No Dicionário de Cinema, Jean Tulard é duro com Paul Mazursky – diz que o ex-ator de Richard Brooks (em Sementes da Violência, de 1954) virou um diretor ambicioso, intimista e que quis ser o retratista da classe média norte-americana, mas lhe faltava um pouco de vigor e de crueldade para ser realmente efetivo. E Tulard acrescenta que os filmes de Mazursky eram na maioria das vezes aborrecidos. Cabe a pergunta – aborrecidos como? Mazursky, que morreu na segunda-feira, 30, em Los Angeles, de parada cardíaca, tinha 84 anos. Há tempos deixara de dirigir, mas no imaginário do cinéfilo seus melhores filmes permanecem vivos – e muitos deles mais atuais que nunca.
Pode-se até achar que o primeiro Mazursky beneficiou-se de um certo oportunismo. Em 1969, a liberalização do Código Hays, que disciplinava o uso do sexo e da violência em Hollywood, acompanhava as mudanças comportamentais que haviam marcado a década. “Faça amor, não faça a guerra” era um slogan da época e Mazursky contou, em Bob & Carol & Ted & Alice a história de dois casais (Natalie Wood, Robert Culp, Elliott Gould e Dyan Cannon) que ensaiavam brincadeiras eróticas, trocando de parceiros na cama.
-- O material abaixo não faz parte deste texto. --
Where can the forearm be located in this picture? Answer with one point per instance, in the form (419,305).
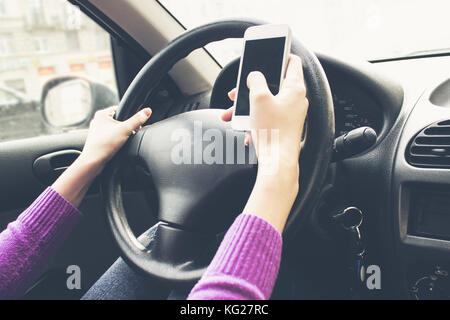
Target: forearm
(246,264)
(28,243)
(247,261)
(76,180)
(273,195)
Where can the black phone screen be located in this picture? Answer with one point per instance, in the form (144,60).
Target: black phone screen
(266,56)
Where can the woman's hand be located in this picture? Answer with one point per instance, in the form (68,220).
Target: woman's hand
(105,137)
(277,125)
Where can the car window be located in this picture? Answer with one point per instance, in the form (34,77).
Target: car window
(56,68)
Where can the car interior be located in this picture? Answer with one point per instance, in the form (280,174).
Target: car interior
(374,169)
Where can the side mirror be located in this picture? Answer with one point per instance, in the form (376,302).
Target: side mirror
(71,101)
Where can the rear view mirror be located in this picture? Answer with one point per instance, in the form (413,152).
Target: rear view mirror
(71,101)
(68,104)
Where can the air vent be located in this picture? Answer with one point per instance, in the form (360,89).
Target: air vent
(430,148)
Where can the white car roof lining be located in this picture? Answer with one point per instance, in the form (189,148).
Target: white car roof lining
(153,27)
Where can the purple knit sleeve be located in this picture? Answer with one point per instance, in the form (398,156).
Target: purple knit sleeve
(28,243)
(245,265)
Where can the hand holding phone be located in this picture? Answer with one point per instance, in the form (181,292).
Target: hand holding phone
(266,49)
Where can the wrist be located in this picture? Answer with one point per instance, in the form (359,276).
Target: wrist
(89,164)
(284,181)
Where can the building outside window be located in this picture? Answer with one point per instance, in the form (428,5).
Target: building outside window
(5,45)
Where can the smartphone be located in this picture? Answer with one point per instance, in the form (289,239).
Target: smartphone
(266,49)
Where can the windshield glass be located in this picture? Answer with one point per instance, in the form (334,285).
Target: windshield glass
(367,29)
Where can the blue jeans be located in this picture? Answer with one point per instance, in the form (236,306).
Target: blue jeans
(120,282)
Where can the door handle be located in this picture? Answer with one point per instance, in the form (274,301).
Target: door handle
(49,167)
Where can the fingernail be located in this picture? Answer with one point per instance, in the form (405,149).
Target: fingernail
(147,111)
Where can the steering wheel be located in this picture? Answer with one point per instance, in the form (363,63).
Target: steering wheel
(199,200)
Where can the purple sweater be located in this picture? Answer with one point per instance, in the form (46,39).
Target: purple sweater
(245,266)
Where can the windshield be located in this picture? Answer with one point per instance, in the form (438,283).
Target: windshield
(367,29)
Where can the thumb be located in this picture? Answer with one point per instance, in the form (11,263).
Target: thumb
(257,84)
(138,119)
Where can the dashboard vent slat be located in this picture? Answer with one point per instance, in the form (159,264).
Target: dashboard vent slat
(430,148)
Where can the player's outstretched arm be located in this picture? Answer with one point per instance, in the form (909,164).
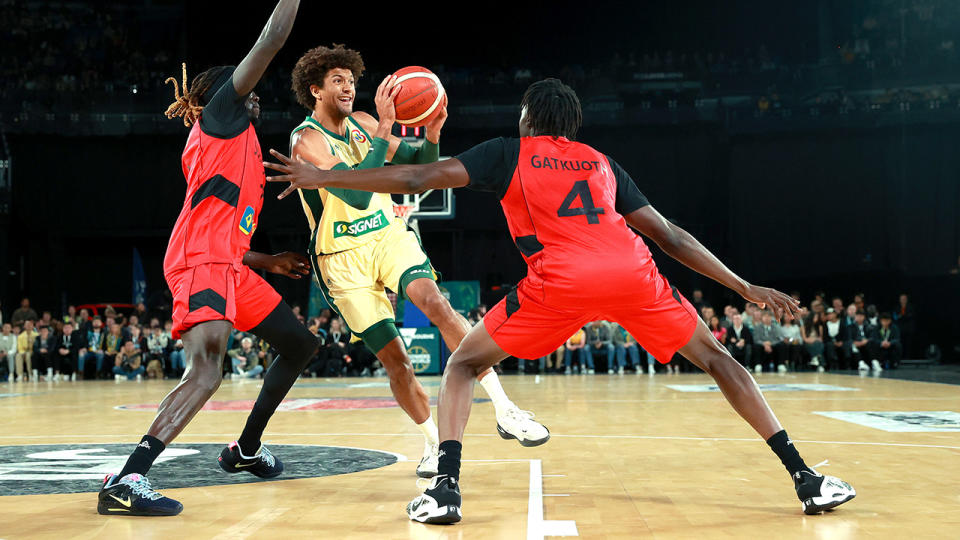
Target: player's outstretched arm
(449,173)
(271,40)
(292,265)
(683,247)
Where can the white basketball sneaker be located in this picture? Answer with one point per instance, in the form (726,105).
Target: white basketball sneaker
(429,462)
(520,425)
(818,492)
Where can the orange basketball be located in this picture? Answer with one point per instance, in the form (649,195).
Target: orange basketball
(420,98)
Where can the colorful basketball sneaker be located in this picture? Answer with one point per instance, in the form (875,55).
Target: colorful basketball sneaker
(133,496)
(520,425)
(262,464)
(440,503)
(818,492)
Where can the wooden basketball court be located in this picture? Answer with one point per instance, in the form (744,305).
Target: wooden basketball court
(631,457)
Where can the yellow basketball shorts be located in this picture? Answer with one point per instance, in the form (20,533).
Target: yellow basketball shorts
(354,282)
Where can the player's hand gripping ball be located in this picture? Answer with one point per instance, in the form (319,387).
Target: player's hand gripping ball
(421,96)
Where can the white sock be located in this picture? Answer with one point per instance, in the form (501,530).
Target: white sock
(491,383)
(431,437)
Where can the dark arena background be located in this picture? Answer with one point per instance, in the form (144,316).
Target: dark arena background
(813,146)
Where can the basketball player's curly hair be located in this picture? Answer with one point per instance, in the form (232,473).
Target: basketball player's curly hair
(313,66)
(552,109)
(187,104)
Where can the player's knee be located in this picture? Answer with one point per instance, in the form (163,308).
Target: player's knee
(436,307)
(297,345)
(462,360)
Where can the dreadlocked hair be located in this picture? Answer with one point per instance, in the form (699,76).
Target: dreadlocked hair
(552,109)
(187,104)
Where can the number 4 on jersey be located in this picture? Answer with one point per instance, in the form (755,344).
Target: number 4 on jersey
(581,189)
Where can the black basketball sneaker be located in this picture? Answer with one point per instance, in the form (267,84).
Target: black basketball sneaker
(818,492)
(262,464)
(439,504)
(133,496)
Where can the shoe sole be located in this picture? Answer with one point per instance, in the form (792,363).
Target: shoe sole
(233,470)
(443,516)
(107,510)
(813,509)
(527,443)
(426,474)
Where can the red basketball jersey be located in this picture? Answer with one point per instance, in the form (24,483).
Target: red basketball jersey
(225,181)
(560,207)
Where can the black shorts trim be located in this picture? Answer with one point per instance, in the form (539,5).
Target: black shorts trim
(208,298)
(217,186)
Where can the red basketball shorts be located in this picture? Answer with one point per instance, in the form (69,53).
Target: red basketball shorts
(659,318)
(219,292)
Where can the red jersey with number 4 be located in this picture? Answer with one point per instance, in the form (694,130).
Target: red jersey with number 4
(560,207)
(225,181)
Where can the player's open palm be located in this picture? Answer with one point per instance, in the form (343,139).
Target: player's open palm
(386,109)
(435,125)
(292,265)
(780,303)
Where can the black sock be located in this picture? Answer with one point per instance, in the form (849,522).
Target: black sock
(296,346)
(783,447)
(449,463)
(143,456)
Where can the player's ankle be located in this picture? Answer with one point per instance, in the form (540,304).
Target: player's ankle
(449,461)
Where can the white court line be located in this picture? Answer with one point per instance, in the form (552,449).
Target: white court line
(126,438)
(537,527)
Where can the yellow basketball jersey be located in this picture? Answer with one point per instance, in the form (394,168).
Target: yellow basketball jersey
(337,221)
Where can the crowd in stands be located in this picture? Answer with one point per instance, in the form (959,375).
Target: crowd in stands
(93,57)
(825,337)
(830,335)
(135,345)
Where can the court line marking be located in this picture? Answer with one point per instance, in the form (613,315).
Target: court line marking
(125,439)
(768,398)
(537,527)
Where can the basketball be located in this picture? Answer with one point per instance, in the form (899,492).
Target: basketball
(420,98)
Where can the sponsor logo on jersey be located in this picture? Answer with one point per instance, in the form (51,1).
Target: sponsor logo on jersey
(247,223)
(361,226)
(76,468)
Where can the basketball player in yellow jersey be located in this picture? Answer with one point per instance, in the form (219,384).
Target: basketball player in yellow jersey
(359,247)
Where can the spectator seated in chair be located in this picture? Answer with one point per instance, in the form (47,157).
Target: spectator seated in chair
(740,341)
(246,359)
(890,348)
(599,344)
(575,353)
(128,363)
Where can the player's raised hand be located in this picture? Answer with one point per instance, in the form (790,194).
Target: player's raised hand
(299,173)
(386,110)
(781,304)
(435,125)
(290,264)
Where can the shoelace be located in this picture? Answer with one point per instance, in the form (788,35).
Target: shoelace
(142,488)
(520,415)
(267,457)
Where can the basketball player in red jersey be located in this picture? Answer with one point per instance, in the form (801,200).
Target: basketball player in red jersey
(208,268)
(568,208)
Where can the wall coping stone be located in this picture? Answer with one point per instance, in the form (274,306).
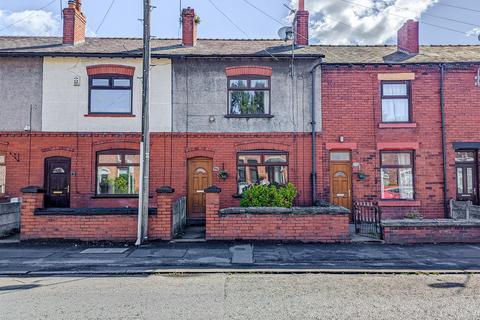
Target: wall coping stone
(213,189)
(165,189)
(419,223)
(32,189)
(331,210)
(90,211)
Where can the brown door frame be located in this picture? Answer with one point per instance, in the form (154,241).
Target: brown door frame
(48,175)
(190,163)
(349,176)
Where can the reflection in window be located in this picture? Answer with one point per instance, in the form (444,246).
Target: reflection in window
(110,94)
(397,175)
(261,167)
(249,96)
(395,101)
(3,173)
(118,172)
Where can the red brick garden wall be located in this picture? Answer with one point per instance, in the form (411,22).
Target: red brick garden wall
(298,227)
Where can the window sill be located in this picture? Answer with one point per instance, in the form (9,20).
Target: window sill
(110,115)
(244,116)
(397,125)
(399,203)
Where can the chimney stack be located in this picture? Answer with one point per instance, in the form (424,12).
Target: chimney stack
(189,28)
(408,38)
(301,25)
(74,23)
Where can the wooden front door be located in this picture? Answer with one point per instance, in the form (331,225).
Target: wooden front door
(199,178)
(57,182)
(341,184)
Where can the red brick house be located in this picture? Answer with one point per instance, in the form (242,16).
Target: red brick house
(390,124)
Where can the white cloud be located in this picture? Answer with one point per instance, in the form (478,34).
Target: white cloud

Em plena era do amor livre – e da minissérie, e da pílula -, o cinemão talvez estivesse apenas correndo atrás da realidade, mas o filme tinha/tem um charme que permanece até hoje.
Como cronista social, o cinema de Paul Mazursky confronta seus personagens com um mundo em permanente ebulição. Pode ser a história de Jill Claybourgh, abandonada pelo marido em Uma Mulher Descasada; a de um músico russo que aproveita uma turnê pelos EUA para pedir asilo e se choca, em mais de um sentido, com a crueldade do paraíso americano (Moscou em Nova York). Mazursky era bem mais que o diretor e roteirista – sempre acumulou as duas funções – sem vigor que Tulard deplorava. E ele tinha o timing da comédia, sabia construir um bom drama.
Harry, o Amigo de Tonto acompanha a viagem de um velho com seu gato, em busca de si mesmo, através dos EUA. Art Carney ganhou o Oscar e não é despropositado dizer que Mazursky fez a versão agridoce de Morangos Silvestres, a obra-prima de Ingmar Bergman. Baseando-se em Boudou Salvo das Águas, o clássico de Jean Renoir, fez Um Vagabundo na Alta Roda, em que o sem-teto Nick Nolte, depois de cair na piscina e subverter a vida de uma família – como Terence Stamp em Teorema, de Pier-Paolo Pasolini -, vai parar na cama de Bette Midler, e o sexo entre eles é visto do ângulo do cachorro de madame.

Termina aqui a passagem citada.